Miscalculations potentially affected a number of Centrelink payments made before December 7, 2020.

Miscalculations potentially affected a number of Centrelink payments made before December 7, 2020. Photo: Getty

The Department of Treasury has defended the decision not to include a clawback mechanism in the JobKeeper wage subsidy, saying it could have diluted the success of the program.

JobKeeper was introduced in March 2020, in the early stages of the COVID-19 pandemic, when there was great uncertainty about the economic outlook.

In a study of the benefits of the JobKeeper program during its first six months of operation, Treasury estimates that more than 700,000 jobs were saved during the depths of last year’s recession.

It also says JobKeeper saved the unemployment rate peaking five percentage points higher than eventuated and prevented the rate staying above 12 per cent for the following two years.

“It confirms the JobKeeper program was well-targeted and highly effective in maintaining employment and supporting the economy during the biggest economic shock since the Great Depression,” Treasurer Josh Frydenberg said in a statement on Monday.

But Labor has argued that billions of dollars were wasted in the program with firms not forced to pay back the subsidy if they performed better than they had feared during the economic downturn.

But Treasury is sticking with its decision not to have included a clawback mechanism in the design of JobKeeper.

“A mechanism to claw back payments from businesses that performed better than expected was not included, reflecting a desire to avoid any disincentives for businesses to adapt and recover,” Treasury says.

“The introduction of such a mechanism would likely have reduced the overall level of activity and muted the recovery.”

During a review of JobKeeper in June 2020, three months after its introduction, Treasury also judged it was appropriate to maintain the subsidy in its original form for a further three months.

It says this was despite evidence some businesses that were initially heavily impacted were showing signs of recovery.
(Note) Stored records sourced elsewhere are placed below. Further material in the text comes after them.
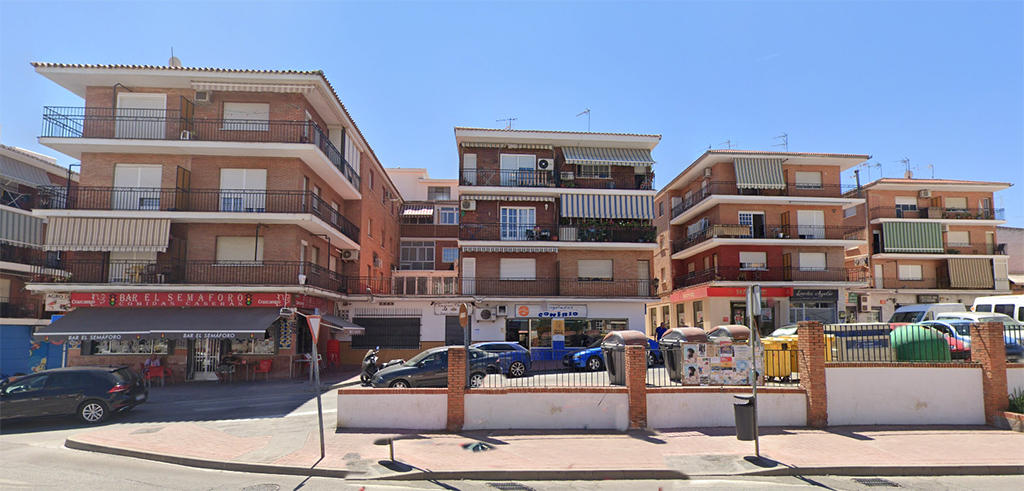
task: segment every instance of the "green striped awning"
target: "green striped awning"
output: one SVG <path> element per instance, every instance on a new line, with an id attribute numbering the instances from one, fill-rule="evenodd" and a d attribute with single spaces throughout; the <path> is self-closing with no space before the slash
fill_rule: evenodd
<path id="1" fill-rule="evenodd" d="M 882 223 L 885 252 L 941 253 L 942 226 L 924 222 Z"/>
<path id="2" fill-rule="evenodd" d="M 510 148 L 518 150 L 551 150 L 552 145 L 539 143 L 487 143 L 487 142 L 463 142 L 463 148 Z"/>
<path id="3" fill-rule="evenodd" d="M 565 163 L 575 165 L 652 165 L 651 151 L 644 148 L 562 147 Z"/>
<path id="4" fill-rule="evenodd" d="M 951 257 L 949 263 L 949 287 L 992 289 L 992 260 L 980 257 Z"/>
<path id="5" fill-rule="evenodd" d="M 0 242 L 16 247 L 43 247 L 43 219 L 0 208 Z"/>
<path id="6" fill-rule="evenodd" d="M 782 159 L 736 159 L 736 187 L 740 189 L 786 189 Z"/>
<path id="7" fill-rule="evenodd" d="M 654 197 L 608 194 L 563 194 L 565 218 L 654 219 Z"/>
<path id="8" fill-rule="evenodd" d="M 51 217 L 44 249 L 166 252 L 170 237 L 168 218 Z"/>

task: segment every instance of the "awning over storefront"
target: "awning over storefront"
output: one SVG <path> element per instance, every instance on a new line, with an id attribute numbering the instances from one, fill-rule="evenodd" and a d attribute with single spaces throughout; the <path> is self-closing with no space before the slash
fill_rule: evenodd
<path id="1" fill-rule="evenodd" d="M 480 201 L 554 201 L 551 196 L 509 196 L 497 194 L 463 195 L 459 199 L 472 199 Z"/>
<path id="2" fill-rule="evenodd" d="M 0 180 L 14 181 L 33 188 L 53 184 L 43 169 L 18 162 L 6 155 L 0 155 Z"/>
<path id="3" fill-rule="evenodd" d="M 433 205 L 405 205 L 402 209 L 404 217 L 429 217 L 434 215 Z"/>
<path id="4" fill-rule="evenodd" d="M 1006 278 L 1014 285 L 1024 285 L 1024 274 L 1008 274 Z"/>
<path id="5" fill-rule="evenodd" d="M 576 165 L 652 165 L 651 151 L 644 148 L 562 147 L 565 163 Z"/>
<path id="6" fill-rule="evenodd" d="M 488 246 L 468 246 L 463 247 L 462 252 L 542 252 L 542 253 L 553 253 L 558 252 L 557 247 L 515 247 L 515 246 L 503 246 L 503 247 L 488 247 Z"/>
<path id="7" fill-rule="evenodd" d="M 487 143 L 487 142 L 463 142 L 462 148 L 514 148 L 519 150 L 551 150 L 551 145 L 540 143 Z"/>
<path id="8" fill-rule="evenodd" d="M 336 315 L 320 314 L 320 324 L 351 336 L 359 336 L 366 332 L 363 326 L 356 325 Z"/>
<path id="9" fill-rule="evenodd" d="M 740 189 L 786 189 L 782 159 L 736 159 L 736 187 Z"/>
<path id="10" fill-rule="evenodd" d="M 980 257 L 951 257 L 949 264 L 950 288 L 991 289 L 995 287 L 992 260 Z"/>
<path id="11" fill-rule="evenodd" d="M 46 227 L 48 251 L 164 252 L 171 221 L 165 218 L 53 217 Z"/>
<path id="12" fill-rule="evenodd" d="M 16 247 L 42 247 L 43 219 L 0 208 L 0 242 Z"/>
<path id="13" fill-rule="evenodd" d="M 938 223 L 884 222 L 882 241 L 885 252 L 941 253 L 942 226 Z"/>
<path id="14" fill-rule="evenodd" d="M 653 196 L 563 194 L 561 200 L 565 218 L 654 219 Z"/>
<path id="15" fill-rule="evenodd" d="M 274 308 L 79 308 L 37 336 L 79 341 L 127 339 L 236 339 L 262 336 L 280 316 Z"/>

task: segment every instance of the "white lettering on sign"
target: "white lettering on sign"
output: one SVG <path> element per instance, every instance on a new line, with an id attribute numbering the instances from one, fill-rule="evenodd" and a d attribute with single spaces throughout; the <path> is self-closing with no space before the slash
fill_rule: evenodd
<path id="1" fill-rule="evenodd" d="M 233 332 L 186 332 L 181 335 L 183 339 L 234 339 Z"/>
<path id="2" fill-rule="evenodd" d="M 545 309 L 541 308 L 540 305 L 516 305 L 515 312 L 519 317 L 539 317 L 546 319 L 585 318 L 587 317 L 587 306 L 549 305 L 548 308 Z"/>

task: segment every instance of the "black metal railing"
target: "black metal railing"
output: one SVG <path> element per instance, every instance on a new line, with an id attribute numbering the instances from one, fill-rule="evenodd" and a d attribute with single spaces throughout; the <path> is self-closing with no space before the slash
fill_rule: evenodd
<path id="1" fill-rule="evenodd" d="M 672 243 L 672 253 L 715 238 L 845 240 L 864 227 L 834 225 L 739 225 L 714 224 Z"/>
<path id="2" fill-rule="evenodd" d="M 892 206 L 871 208 L 871 218 L 930 218 L 943 220 L 1003 220 L 1003 208 L 942 208 L 929 206 L 904 210 Z"/>
<path id="3" fill-rule="evenodd" d="M 390 278 L 348 276 L 343 292 L 374 295 L 514 295 L 523 297 L 651 297 L 655 285 L 648 280 L 582 280 L 537 278 L 457 278 L 411 276 Z"/>
<path id="4" fill-rule="evenodd" d="M 461 240 L 652 243 L 650 225 L 462 224 Z"/>
<path id="5" fill-rule="evenodd" d="M 464 186 L 649 190 L 654 189 L 654 173 L 637 174 L 632 167 L 587 173 L 534 169 L 467 169 L 462 171 L 461 182 Z"/>
<path id="6" fill-rule="evenodd" d="M 810 198 L 839 198 L 843 193 L 855 189 L 847 184 L 822 184 L 809 186 L 806 184 L 787 184 L 783 189 L 740 189 L 735 181 L 711 181 L 707 186 L 695 190 L 689 197 L 672 206 L 672 218 L 693 208 L 701 201 L 716 194 L 719 195 L 752 195 L 752 196 L 802 196 Z"/>
<path id="7" fill-rule="evenodd" d="M 1006 244 L 1005 243 L 993 243 L 993 242 L 946 242 L 946 245 L 939 248 L 922 248 L 922 249 L 911 249 L 907 247 L 901 247 L 898 250 L 892 250 L 892 247 L 887 247 L 882 243 L 882 247 L 872 246 L 872 253 L 874 254 L 973 254 L 973 255 L 1005 255 Z"/>
<path id="8" fill-rule="evenodd" d="M 825 346 L 844 363 L 969 362 L 970 346 L 934 328 L 886 323 L 826 324 Z"/>
<path id="9" fill-rule="evenodd" d="M 720 266 L 677 276 L 674 288 L 712 281 L 864 281 L 866 273 L 858 268 L 800 269 L 765 267 L 763 269 Z"/>
<path id="10" fill-rule="evenodd" d="M 0 297 L 0 317 L 7 319 L 38 319 L 39 300 L 33 298 Z"/>
<path id="11" fill-rule="evenodd" d="M 949 278 L 945 277 L 926 277 L 920 278 L 899 278 L 893 276 L 885 276 L 882 278 L 874 278 L 876 288 L 913 288 L 913 289 L 952 289 Z M 990 285 L 989 288 L 992 288 Z"/>
<path id="12" fill-rule="evenodd" d="M 47 258 L 46 251 L 42 249 L 33 249 L 31 247 L 20 247 L 13 246 L 6 243 L 0 243 L 0 261 L 5 263 L 18 263 L 18 264 L 44 264 Z M 56 259 L 54 259 L 51 267 L 57 267 Z"/>
<path id="13" fill-rule="evenodd" d="M 459 238 L 458 225 L 440 225 L 436 223 L 403 223 L 402 237 L 436 237 Z"/>
<path id="14" fill-rule="evenodd" d="M 208 119 L 183 117 L 178 110 L 47 106 L 42 137 L 308 143 L 359 189 L 359 173 L 313 121 Z"/>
“This judgment reflected the still-heightened uncertainty surrounding both the pandemic and the economic recovery, the weak economic conditions at the time, and the role that JobKeeper was playing as part of the broader macroeconomic response,” Treasury says.

JobKeeper eventually ended in March 2021, by which time Mr Frydenberg said: “Australia had surpassed its pre-COVID levels of GDP and employment, a better outcome than all major advanced economies.”